89. It is sensible not to make the timetable part of the Terms of Reference, so as to allow the Tribunal to make changes if anything unexpected occurs. Changes can be made to the Terms of Reference only with the agreement of all of the signatories thereto.

90. The provisional timetable is drawn up by the Tribunal after consulting the parties, which is essential.

91. However, it raises certain questions of principle. In the event of disagreement, who will have the final word? In our opinion, there can be no doubt: according to Article 20 of the Rules, the Tribunal 'shall proceed within as short a time as possible to establish the facts of the case by all appropriate means'. In practice, if the arbitration is to proceed smoothly, it is essential that the Tribunal and the parties agree on all aspects of the provisional timetable. In the event of conflict, the Tribunal's decision should prevail.

92. The provisional timetable will generally specify the dates for an initial exchange of pleadings and then for a second exchange, provided this is requested by a party within a reasonable period after the first exchange.

93. Depending on whether one or two exchanges are agreed, provisional dates will be reserved for hearings. This is essential to avoid proceedings dragging out.

94. The provisional timetable will allow for the possibility of hearing witnesses and will set a date by which the parties must request this. The date set will normally be very soon after the first exchange of pleadings, regardless of whether this is followed by a second exchange.

95. The arbitral will reserve the earliest date chosen, either just to hear the witnesses, or to hear both the witnesses and the final pleadings. It will in due course inform the parties which is the case and the place of the hearing.

96. It is clearly impossible to anticipate all procedural incidents from the outset. However, the great advantage of the provisional timetable is that it lays down a framework. It will be up to the Tribunal to ensure that the proceedings remain within this framework.

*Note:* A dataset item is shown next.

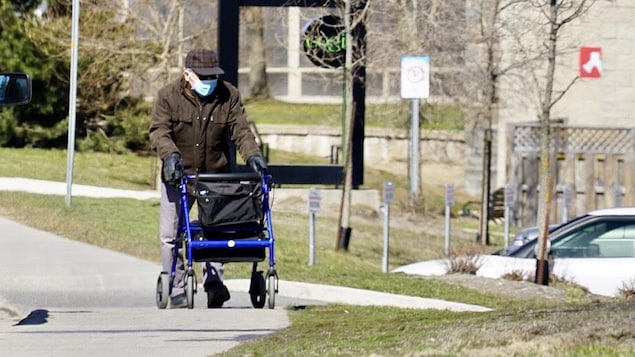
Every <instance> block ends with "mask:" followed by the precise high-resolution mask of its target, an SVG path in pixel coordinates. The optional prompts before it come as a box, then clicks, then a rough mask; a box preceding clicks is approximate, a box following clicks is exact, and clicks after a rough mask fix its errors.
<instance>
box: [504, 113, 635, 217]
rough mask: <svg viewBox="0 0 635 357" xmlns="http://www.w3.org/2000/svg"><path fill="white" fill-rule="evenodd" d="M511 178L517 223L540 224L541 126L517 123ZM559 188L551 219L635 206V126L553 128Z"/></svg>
mask: <svg viewBox="0 0 635 357" xmlns="http://www.w3.org/2000/svg"><path fill="white" fill-rule="evenodd" d="M510 129H511V130H508V133H509V137H508V138H507V145H508V150H509V151H508V152H510V153H511V155H508V160H507V163H506V172H507V177H508V178H509V179H510V180H511V181H510V183H509V184H510V185H511V188H512V189H513V192H514V204H513V207H512V209H511V212H512V223H513V224H516V225H520V226H530V225H535V224H536V221H537V212H538V199H539V193H540V187H539V182H540V171H541V164H540V132H541V128H540V126H539V125H537V124H535V125H533V124H523V125H511V127H510ZM552 133H553V135H552V147H551V170H552V173H553V175H552V177H553V180H554V181H553V183H554V185H553V187H554V188H555V192H554V195H553V198H554V199H553V201H552V206H551V213H552V214H551V216H550V223H561V222H564V221H566V220H568V219H570V218H573V217H575V216H578V215H580V214H583V213H585V212H588V211H591V210H595V209H601V208H609V207H620V206H632V205H634V204H635V197H634V193H635V192H634V191H635V129H634V128H593V127H568V126H564V125H555V126H553V127H552Z"/></svg>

The need to draw up a provisional timetable was one of the key features introduced in the 1998 Rules, as it makes ICC arbitration more effective and predictable and allows the arbitrators to become actively involved in the management of the case.

97. It should be recalled that, according to Article 22 of the Rules, when the Tribunal has declared that the proceedings are closed, it must indicate to the Secretariat the approximate date by which the draft award will be submitted to the Court for approval, as provided in Article 27.[Page32:]

Terms of Reference are a fundamental and distinctive feature of ICC arbitration. If they are drawn up in accordance with the provisions of Article 18, they will help to ensure that ICC's key aims of speed, predictability and effectiveness will be met. Arbitrators should attach great importance to the wording of the Terms of Reference and be conscious of the key role they play in their application. Every effort should be made to avoid ambiguous expressions in the Terms of Reference and undue leeway in the provisional timetable.

The better the Terms of Reference, the better will be the arbitration.



1
The thoughts and opinions expressed in this article are those of the author. They should not be thought to reflect the viewpoint of the ICC International Court of Arbitration or its Secretariat.


2
S. Lazareff, 'Terms of Reference under the 1988 ICC Arbitration Rules - A Practical Guide' (1992) 3:1 ICC ICArb. Bull. 24.


3
S. Lazareff & E. Schäfer, 'The 1992 Practical Guide on Terms of Reference Revisited' (1999) 10:2 ICC ICArb. Bull. 14.


4
It is impossible to know with any degree of certainty the extent to which the drawing up of the Terms of Reference is the direct cause of the withdrawal of a case. It can be seen, however, that when parties become aware of the position of their opponents, this may encourage them to settle.


5
As far as ICC is concerned, we would simply point out that Article 1.7 of Appendix II to the Rules provides that: 'Any documents, communications or correspondence submitted by the parties or the arbitrators may be destroyed unless a party or an arbitrator requests in writing within a period fixed by the Secretariat the return of such documents. All related costs and expenses for the return of those documents shall be paid by such party or arbitrator.'.